Supreme Court spokesman Nouv Monychot said yesterday that the court decided to uphold the Appeal Court’s decision, but declined to comment further.
Ms Vanny, Bo Chhorvy and Kong Chantha were sentenced in absentia by the municipal court in September 2016, five years after their alleged offence.
During the 2011 protest, the activists demanded that 100 Boeung Kak families be given part of a plot of land Prime Minister Hun Sen had pledged to set aside for evicted members of the community.
Violence broke out when police blocked protesters walking toward Monivong Boulevard.
Ms Chantha said yesterday that the Supreme Court did not provide justice for her and the other activists.
“I feel it is very unjust for me and the other Boeung Kak activists, because we did nothing wrong,” she said.

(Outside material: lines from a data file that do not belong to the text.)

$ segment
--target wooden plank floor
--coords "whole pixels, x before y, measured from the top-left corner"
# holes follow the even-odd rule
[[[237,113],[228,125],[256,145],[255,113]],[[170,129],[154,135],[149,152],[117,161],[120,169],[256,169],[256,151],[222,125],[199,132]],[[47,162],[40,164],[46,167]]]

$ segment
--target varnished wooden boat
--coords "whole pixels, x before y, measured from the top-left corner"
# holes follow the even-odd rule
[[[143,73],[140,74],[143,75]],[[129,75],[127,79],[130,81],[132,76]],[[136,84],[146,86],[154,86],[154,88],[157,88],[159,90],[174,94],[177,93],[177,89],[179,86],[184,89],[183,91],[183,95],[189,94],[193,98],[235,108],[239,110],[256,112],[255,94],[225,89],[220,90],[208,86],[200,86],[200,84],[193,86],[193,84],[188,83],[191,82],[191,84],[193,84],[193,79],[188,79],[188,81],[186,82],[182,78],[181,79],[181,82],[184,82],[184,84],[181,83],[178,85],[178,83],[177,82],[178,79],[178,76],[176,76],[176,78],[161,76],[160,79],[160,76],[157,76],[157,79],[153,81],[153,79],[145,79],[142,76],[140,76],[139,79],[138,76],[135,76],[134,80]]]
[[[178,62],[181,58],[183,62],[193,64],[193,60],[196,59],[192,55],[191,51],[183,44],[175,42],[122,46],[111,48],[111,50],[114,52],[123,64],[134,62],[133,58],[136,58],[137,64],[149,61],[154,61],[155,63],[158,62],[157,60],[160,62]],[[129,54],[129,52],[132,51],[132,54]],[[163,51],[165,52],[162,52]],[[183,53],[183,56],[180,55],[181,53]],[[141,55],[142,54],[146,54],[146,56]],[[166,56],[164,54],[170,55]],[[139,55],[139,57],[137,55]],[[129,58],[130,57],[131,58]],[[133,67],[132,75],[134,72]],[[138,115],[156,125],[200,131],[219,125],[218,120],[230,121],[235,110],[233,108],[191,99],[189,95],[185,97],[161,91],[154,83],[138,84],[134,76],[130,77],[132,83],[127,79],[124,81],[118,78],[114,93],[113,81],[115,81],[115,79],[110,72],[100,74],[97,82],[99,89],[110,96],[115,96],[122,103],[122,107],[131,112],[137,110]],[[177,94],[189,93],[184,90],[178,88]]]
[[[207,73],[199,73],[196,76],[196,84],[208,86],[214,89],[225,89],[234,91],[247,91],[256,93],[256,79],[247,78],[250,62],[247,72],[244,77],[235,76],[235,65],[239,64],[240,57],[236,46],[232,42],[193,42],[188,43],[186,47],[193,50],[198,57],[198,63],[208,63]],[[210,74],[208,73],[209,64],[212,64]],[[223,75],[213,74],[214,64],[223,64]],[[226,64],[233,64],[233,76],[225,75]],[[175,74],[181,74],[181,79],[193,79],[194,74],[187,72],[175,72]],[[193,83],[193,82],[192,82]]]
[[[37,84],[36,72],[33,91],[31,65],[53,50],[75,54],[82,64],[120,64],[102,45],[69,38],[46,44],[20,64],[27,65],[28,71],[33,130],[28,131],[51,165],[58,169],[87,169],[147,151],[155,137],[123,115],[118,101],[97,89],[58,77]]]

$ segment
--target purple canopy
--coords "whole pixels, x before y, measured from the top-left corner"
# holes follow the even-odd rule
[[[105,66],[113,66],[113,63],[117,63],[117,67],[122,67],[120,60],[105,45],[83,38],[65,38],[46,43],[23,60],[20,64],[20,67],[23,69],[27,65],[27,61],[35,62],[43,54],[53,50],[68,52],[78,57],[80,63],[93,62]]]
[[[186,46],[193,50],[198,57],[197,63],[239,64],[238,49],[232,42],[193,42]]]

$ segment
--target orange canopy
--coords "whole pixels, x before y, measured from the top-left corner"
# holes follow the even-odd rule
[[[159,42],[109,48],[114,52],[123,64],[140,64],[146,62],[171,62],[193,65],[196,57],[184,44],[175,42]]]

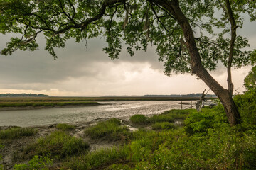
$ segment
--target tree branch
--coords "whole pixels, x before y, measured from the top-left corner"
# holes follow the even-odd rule
[[[234,46],[235,46],[235,40],[236,38],[236,29],[238,28],[234,15],[231,8],[230,3],[229,0],[225,0],[225,6],[227,8],[227,14],[228,17],[228,20],[231,24],[231,40],[230,42],[230,49],[229,49],[229,55],[228,55],[228,91],[232,96],[233,90],[234,90],[234,85],[232,83],[232,77],[231,77],[231,66],[234,53]]]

Seung Sen Karona, a senior member of human rights group Adhoc, said that the verdict did not come as a surprise. “These activists suffered for their land problems, and on top of that they suffered from the authorities’ accusations,” he said.
“Based on my observation, rich and powerful people are always innocent, but the poor, including land activists, are always treated unjustly by the court,” Mr Sen Karona added.
On August 8, 2017, the appeal court upheld a verdict against Tep Vanny, who was sentenced to nearly three years in prison over violence involving security guards near Mr Hun Sen’s house.
Ms Vanny has been in Prey Sar prison since August 2016.